If the clustering was done well, then clusters should be clearly separated. The silhouette score is a measure of how well-separated the clusters are and is defined as follows:

Let $a (i)$ be the mean distance between point $i$ and all other data points in the same cluster as point $i$ .

For each cluster $J$ not containing point $i$ , let $b_{J} (i)$ be the mean distance between point $i$ and all data points in cluster $J$ . Then, let $b (i)$ be the minimum of all the values of $b_{J} (i)$ .

Then the silhouette score is found by the formula

S = \frac{1}{N} \sum_{i = 1}^{N} \frac{b (i) - a (i)}{max {a (i), b (i)}}

Values of $S$ lie between $-$ 1 and 1, with values close to 1 indicating well-separated clusters, values close to 0 indicating clusters are ambiguous, and values close to $-$ 1 indicating poor clustering with points assigned to clusters arbitrarily. Fortunately, statistical software packages that can do k-means clustering will be able to compute the silhouette score for you.

Example 6.6

Problem

An outbreak of fungus has affected a small garden area. The fungus originated underground, but it produced mushrooms that can easily be spotted. From a photo of the area, it is surmised that there are three clusters of mushrooms (see Figure 6.9). Use k-means to classify the mushrooms into three groups.
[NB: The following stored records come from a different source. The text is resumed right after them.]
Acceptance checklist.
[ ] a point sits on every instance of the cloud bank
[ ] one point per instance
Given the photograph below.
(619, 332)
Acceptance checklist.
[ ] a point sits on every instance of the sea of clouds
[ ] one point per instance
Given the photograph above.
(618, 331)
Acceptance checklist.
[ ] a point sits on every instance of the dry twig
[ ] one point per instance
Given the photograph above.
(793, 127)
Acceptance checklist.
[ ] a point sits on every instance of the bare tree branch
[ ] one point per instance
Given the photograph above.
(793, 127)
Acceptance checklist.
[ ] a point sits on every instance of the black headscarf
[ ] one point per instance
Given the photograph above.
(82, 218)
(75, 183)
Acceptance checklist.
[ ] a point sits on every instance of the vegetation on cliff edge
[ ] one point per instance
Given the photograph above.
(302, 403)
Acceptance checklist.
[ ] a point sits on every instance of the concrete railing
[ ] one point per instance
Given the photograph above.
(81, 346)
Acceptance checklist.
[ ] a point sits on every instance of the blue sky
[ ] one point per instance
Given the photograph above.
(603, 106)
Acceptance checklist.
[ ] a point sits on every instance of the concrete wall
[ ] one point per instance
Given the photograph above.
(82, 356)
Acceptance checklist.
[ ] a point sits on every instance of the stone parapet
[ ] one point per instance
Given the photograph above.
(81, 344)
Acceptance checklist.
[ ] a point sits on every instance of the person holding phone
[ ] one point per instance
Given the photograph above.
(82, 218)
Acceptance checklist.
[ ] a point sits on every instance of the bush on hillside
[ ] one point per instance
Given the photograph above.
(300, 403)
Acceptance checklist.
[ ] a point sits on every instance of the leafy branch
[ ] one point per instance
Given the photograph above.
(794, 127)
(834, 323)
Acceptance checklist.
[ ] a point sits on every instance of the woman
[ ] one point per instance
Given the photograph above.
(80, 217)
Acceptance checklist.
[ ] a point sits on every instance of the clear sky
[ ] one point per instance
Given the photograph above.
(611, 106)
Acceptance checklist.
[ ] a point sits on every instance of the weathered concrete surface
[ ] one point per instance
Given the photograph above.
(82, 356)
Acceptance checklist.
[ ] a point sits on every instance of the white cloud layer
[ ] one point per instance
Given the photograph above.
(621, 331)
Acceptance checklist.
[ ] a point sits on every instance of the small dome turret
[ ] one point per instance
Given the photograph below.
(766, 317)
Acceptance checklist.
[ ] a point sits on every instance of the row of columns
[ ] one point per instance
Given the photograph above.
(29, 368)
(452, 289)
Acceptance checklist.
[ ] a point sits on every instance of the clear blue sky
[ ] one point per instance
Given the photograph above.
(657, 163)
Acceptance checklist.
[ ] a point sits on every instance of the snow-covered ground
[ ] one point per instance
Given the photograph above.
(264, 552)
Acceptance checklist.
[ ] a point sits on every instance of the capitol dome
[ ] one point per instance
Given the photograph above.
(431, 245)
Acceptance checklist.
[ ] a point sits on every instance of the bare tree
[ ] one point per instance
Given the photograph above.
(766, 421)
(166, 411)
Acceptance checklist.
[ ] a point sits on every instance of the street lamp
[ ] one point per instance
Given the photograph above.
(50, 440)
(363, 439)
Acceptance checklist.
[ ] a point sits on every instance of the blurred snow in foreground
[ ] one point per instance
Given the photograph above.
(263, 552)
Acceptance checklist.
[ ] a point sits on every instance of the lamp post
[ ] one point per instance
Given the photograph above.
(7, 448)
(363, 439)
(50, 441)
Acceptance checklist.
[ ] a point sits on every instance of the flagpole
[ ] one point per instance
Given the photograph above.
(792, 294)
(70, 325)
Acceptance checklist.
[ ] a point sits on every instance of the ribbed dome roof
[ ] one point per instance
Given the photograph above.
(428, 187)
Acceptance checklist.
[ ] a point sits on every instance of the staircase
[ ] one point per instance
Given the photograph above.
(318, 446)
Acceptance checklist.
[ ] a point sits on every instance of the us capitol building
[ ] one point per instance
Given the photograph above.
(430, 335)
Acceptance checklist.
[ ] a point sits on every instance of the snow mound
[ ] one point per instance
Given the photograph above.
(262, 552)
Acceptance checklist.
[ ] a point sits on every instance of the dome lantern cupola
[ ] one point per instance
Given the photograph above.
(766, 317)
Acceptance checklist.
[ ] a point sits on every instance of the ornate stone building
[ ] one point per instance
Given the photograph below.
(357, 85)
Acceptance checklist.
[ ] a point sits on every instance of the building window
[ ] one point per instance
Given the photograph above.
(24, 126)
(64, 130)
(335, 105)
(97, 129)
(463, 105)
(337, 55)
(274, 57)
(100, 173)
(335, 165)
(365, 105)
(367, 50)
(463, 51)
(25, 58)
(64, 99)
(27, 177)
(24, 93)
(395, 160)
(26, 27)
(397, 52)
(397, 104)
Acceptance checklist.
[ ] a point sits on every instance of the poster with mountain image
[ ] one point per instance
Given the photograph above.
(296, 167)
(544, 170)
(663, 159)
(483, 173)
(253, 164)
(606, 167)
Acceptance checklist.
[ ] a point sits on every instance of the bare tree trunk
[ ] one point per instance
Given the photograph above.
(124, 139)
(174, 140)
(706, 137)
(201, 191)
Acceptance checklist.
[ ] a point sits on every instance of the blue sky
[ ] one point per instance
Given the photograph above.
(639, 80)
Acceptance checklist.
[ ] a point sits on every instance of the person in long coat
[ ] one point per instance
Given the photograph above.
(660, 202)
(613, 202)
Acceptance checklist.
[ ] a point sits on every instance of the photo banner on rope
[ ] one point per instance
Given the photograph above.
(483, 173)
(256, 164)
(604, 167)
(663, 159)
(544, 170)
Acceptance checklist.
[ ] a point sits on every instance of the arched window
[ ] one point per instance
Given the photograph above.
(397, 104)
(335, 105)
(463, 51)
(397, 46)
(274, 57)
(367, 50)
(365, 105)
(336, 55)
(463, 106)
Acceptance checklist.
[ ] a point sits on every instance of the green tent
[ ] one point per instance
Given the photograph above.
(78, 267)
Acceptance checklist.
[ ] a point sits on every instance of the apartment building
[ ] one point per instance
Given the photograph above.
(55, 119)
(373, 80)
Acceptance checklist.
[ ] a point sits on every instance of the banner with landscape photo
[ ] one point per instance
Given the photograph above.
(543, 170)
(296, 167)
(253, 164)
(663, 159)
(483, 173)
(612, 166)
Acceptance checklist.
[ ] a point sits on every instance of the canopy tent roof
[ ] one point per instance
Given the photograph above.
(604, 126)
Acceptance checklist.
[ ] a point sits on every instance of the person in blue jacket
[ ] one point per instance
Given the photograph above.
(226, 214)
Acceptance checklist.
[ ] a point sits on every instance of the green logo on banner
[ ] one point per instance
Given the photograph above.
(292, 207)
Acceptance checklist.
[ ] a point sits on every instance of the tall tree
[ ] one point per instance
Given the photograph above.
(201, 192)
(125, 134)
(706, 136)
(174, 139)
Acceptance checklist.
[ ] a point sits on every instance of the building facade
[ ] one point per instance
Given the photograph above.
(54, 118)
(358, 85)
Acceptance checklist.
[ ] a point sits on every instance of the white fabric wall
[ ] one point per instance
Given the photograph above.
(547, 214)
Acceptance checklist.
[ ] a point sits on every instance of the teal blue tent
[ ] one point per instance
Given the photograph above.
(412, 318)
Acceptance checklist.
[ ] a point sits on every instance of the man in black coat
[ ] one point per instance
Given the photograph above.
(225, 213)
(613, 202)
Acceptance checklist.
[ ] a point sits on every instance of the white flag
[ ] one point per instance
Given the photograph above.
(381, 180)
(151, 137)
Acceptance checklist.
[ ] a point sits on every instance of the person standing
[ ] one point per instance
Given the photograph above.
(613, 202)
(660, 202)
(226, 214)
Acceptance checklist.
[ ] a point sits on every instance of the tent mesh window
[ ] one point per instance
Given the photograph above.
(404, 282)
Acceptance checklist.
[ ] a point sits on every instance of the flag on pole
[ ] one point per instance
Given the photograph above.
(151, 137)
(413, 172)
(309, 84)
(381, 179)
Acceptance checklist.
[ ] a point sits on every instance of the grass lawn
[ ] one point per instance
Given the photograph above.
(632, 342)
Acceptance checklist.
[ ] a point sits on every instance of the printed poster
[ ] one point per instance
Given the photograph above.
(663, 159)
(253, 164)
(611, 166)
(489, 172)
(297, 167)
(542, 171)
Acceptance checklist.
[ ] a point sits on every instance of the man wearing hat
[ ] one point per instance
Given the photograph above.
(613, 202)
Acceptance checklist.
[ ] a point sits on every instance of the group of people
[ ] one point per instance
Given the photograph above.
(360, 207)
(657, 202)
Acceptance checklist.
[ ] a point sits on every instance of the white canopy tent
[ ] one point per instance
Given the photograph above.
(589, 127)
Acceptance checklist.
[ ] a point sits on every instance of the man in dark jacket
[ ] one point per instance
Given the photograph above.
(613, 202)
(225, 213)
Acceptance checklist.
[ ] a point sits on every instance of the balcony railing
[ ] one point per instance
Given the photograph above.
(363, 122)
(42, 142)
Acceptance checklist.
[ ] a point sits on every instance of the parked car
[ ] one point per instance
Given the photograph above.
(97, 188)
A scatterplot with an X axis labeled “East” that ranges from 20 to 160 and a Y axis labeled “North” that ranges from 20 to 90. There are 19 data points that represent locations of mushrooms in a garden and represent three apparent clusters with a couple of outliers.
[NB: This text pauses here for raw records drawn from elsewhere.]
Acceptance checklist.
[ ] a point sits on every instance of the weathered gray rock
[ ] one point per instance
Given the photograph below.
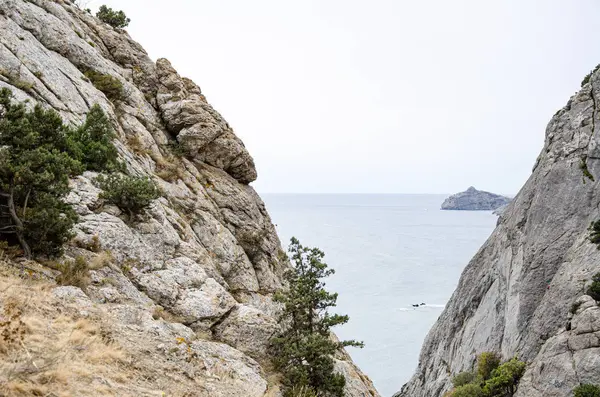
(474, 200)
(205, 259)
(515, 295)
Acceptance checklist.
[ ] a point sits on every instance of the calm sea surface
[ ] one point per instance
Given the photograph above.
(389, 252)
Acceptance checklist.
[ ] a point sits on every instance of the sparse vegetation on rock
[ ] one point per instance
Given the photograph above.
(588, 76)
(39, 155)
(303, 351)
(594, 289)
(116, 19)
(493, 379)
(92, 142)
(109, 85)
(130, 193)
(586, 390)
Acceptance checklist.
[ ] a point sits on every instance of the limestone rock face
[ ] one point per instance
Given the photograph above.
(475, 200)
(515, 295)
(188, 285)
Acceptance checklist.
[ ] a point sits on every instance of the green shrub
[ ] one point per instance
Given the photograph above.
(133, 194)
(303, 351)
(92, 142)
(39, 154)
(486, 363)
(594, 289)
(468, 390)
(116, 19)
(109, 85)
(586, 390)
(594, 236)
(463, 378)
(585, 170)
(504, 379)
(74, 272)
(492, 380)
(303, 391)
(177, 149)
(588, 76)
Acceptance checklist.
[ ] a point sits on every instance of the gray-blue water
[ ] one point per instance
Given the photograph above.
(389, 252)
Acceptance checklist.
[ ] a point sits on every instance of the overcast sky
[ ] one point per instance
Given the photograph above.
(379, 96)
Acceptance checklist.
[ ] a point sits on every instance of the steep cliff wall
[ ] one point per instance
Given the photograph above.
(187, 295)
(515, 294)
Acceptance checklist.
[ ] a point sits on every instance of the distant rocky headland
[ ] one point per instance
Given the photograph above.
(475, 200)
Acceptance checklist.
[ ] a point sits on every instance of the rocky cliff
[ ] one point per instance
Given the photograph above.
(474, 200)
(515, 295)
(184, 295)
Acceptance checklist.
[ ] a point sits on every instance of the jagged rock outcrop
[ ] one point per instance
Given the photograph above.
(474, 200)
(515, 295)
(187, 286)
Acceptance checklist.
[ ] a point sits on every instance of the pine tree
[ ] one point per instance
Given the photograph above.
(38, 154)
(305, 348)
(117, 19)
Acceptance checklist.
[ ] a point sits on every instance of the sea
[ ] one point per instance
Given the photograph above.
(390, 252)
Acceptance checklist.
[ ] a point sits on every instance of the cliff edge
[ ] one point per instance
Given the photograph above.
(180, 302)
(474, 200)
(523, 292)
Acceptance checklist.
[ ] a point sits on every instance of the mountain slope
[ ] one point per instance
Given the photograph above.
(187, 287)
(515, 295)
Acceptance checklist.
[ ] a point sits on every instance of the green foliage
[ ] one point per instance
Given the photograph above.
(594, 230)
(177, 149)
(463, 378)
(74, 272)
(594, 289)
(492, 379)
(48, 225)
(586, 390)
(116, 19)
(303, 391)
(35, 164)
(504, 379)
(134, 194)
(303, 351)
(588, 76)
(584, 169)
(39, 154)
(109, 85)
(92, 142)
(468, 390)
(486, 363)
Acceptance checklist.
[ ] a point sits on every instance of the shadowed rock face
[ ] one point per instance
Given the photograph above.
(474, 200)
(206, 254)
(515, 295)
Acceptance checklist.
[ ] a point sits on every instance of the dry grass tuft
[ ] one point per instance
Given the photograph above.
(44, 351)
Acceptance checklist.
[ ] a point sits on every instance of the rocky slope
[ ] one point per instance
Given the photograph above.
(515, 295)
(186, 292)
(474, 200)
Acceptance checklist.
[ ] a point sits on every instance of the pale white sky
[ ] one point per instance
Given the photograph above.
(379, 96)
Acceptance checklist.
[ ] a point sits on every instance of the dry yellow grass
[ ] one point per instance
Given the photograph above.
(44, 351)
Figure 6.9 The Locations of Mushrooms in a Garden. There are three apparent clusters.

Solution

The location data consists of 19 points indicating position in feet east and north of a fixed point.

(101.7, 51.1), (109.2, 66.7), (33.2, 54.1), (39.6, 53.6), (66.8, 70.5), (119.9, 42.4),

(26.9, 33.1), (55.5, 71.7), (75, 82.4), (108.6, 71.4), (62.1, 83.5), (119.8, 69.1),

(25.9, 30.2), (37.5, 46.4), (24, 49.1), (75.5, 77.8), (101.5, 51), (110.5, 72),

(39.5, 55.8)

First, choose three potential centroids. To make things simple, we will just pick the first three data points (101.7, 51.1), (109.2, 66.7), and (33.2, 54.1), which we will color red, green, and blue, respectively. Now color all the data points red, green, and blue according to which of these three points it lies closest to. The initial grouping is not perfect, as you can see in Figure 6.10.
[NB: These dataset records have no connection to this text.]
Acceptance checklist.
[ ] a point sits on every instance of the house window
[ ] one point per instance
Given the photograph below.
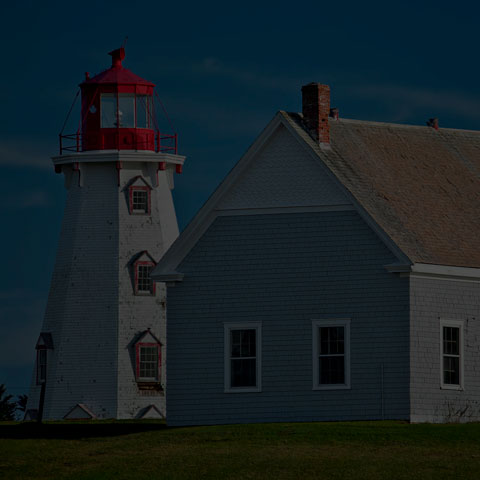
(331, 354)
(148, 362)
(41, 365)
(242, 357)
(144, 285)
(140, 200)
(451, 354)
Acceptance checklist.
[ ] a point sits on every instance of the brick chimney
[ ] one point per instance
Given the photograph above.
(316, 109)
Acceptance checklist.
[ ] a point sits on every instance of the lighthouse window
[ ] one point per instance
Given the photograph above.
(148, 362)
(144, 284)
(41, 365)
(144, 111)
(108, 109)
(126, 110)
(139, 200)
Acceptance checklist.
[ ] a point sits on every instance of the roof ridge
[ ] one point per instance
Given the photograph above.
(386, 124)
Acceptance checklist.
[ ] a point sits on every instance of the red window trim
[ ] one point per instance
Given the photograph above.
(137, 360)
(143, 292)
(37, 377)
(137, 188)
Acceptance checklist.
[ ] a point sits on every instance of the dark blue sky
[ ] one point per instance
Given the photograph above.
(222, 72)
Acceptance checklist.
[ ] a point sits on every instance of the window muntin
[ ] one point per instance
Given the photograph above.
(144, 111)
(331, 354)
(140, 201)
(128, 115)
(243, 357)
(41, 365)
(144, 283)
(451, 354)
(108, 110)
(148, 362)
(126, 110)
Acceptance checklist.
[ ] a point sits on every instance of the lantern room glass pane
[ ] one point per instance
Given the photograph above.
(108, 110)
(144, 111)
(126, 110)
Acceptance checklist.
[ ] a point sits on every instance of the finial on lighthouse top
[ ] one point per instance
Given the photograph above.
(117, 56)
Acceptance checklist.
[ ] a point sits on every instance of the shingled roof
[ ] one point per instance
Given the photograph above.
(420, 185)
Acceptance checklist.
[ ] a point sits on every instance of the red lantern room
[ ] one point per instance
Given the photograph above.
(118, 113)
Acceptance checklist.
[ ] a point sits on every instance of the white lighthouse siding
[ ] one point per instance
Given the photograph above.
(81, 311)
(92, 312)
(153, 233)
(434, 300)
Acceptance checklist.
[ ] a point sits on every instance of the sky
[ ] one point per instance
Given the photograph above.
(222, 71)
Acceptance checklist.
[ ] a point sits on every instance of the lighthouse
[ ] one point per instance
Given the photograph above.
(101, 349)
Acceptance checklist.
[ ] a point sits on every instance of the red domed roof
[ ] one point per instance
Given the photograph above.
(117, 74)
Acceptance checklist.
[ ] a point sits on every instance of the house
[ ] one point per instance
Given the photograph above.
(333, 275)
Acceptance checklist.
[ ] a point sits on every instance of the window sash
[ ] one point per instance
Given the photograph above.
(331, 354)
(41, 365)
(242, 357)
(144, 282)
(148, 362)
(139, 200)
(451, 361)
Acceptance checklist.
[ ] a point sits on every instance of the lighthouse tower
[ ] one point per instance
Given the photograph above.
(101, 350)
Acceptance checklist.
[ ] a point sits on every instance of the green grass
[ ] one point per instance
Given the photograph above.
(150, 450)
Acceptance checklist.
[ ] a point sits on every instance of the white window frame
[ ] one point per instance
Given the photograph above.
(460, 325)
(228, 327)
(316, 325)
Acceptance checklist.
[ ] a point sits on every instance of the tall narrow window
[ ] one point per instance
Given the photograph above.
(452, 354)
(41, 365)
(126, 110)
(331, 354)
(108, 110)
(243, 357)
(144, 284)
(148, 362)
(144, 111)
(139, 198)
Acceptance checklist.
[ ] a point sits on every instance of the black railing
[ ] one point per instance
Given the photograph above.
(83, 142)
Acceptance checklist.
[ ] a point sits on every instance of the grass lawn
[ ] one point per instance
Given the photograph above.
(138, 450)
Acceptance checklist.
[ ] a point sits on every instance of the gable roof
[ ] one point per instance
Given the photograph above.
(421, 185)
(419, 188)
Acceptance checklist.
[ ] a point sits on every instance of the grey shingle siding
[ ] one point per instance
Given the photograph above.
(431, 300)
(285, 270)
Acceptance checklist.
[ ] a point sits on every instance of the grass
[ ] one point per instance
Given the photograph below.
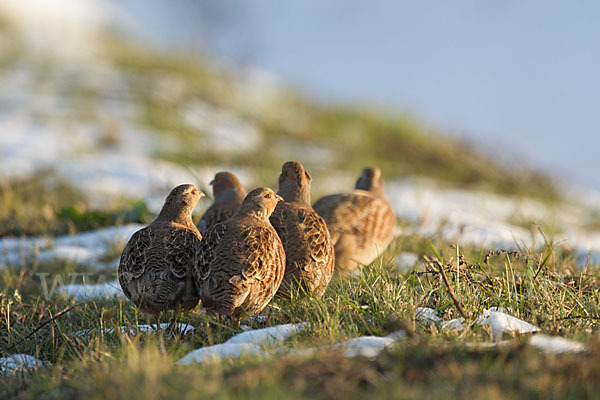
(44, 204)
(544, 288)
(163, 84)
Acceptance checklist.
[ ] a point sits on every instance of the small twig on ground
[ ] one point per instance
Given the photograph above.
(450, 290)
(40, 326)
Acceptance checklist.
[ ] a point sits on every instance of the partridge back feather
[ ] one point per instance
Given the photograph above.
(308, 247)
(156, 264)
(241, 264)
(361, 224)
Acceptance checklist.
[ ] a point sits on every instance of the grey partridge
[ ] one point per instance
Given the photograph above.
(242, 260)
(308, 248)
(361, 223)
(228, 194)
(155, 269)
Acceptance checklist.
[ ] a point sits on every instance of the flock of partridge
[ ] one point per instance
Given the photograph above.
(247, 248)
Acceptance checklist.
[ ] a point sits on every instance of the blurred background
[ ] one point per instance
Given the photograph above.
(516, 77)
(114, 102)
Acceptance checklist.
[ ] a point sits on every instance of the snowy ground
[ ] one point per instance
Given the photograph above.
(75, 147)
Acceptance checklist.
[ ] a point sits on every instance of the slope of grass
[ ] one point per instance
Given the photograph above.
(354, 138)
(44, 204)
(542, 288)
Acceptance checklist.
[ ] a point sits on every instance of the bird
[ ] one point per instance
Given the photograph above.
(228, 194)
(242, 260)
(155, 268)
(361, 223)
(308, 248)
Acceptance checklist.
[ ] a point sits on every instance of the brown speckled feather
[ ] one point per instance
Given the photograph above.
(156, 264)
(242, 260)
(217, 212)
(361, 224)
(310, 258)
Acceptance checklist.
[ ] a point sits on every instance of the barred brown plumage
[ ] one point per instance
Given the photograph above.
(228, 194)
(361, 223)
(308, 248)
(242, 260)
(155, 269)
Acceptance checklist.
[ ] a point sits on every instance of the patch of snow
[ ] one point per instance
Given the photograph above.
(246, 343)
(270, 335)
(83, 292)
(366, 346)
(555, 344)
(455, 324)
(220, 130)
(500, 322)
(485, 219)
(397, 335)
(406, 261)
(16, 363)
(427, 315)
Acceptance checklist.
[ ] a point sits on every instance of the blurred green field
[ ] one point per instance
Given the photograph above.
(544, 287)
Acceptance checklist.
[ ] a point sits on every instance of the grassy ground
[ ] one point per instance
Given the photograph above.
(543, 288)
(351, 138)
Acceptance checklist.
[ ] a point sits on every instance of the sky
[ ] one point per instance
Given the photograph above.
(520, 78)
Figure 6.10 Graph with Large Dots Indicating the Initial Choices of Centroids. Data points are colored according to which centroid they are closest to.

Next, we find the centroids of each of the colored groups. In practice, this is all done automatically by software, but we will work out one of the centroids explicitly here. Let’s work out the green centroid.

Current green points: (75, 82.4), (75.5, 77.8), (108.6, 71.4), (109.2, 66.7), (110.5, 72), (119.8, 69.1).

Green centroid x-value: $\bar{x} = \frac{1}{6} (75 + 75.5 + 108.6 + 109.2 + 110.5 + 119.8) = 99.8$

Green centroid y-value: $\bar{y} = \frac{1}{6} (82.4 + 77.8 + 71.4 + 66.7 + 72 + 69.1) = 73.2$

Thus, the green centroid is located at (99.8, 73.2).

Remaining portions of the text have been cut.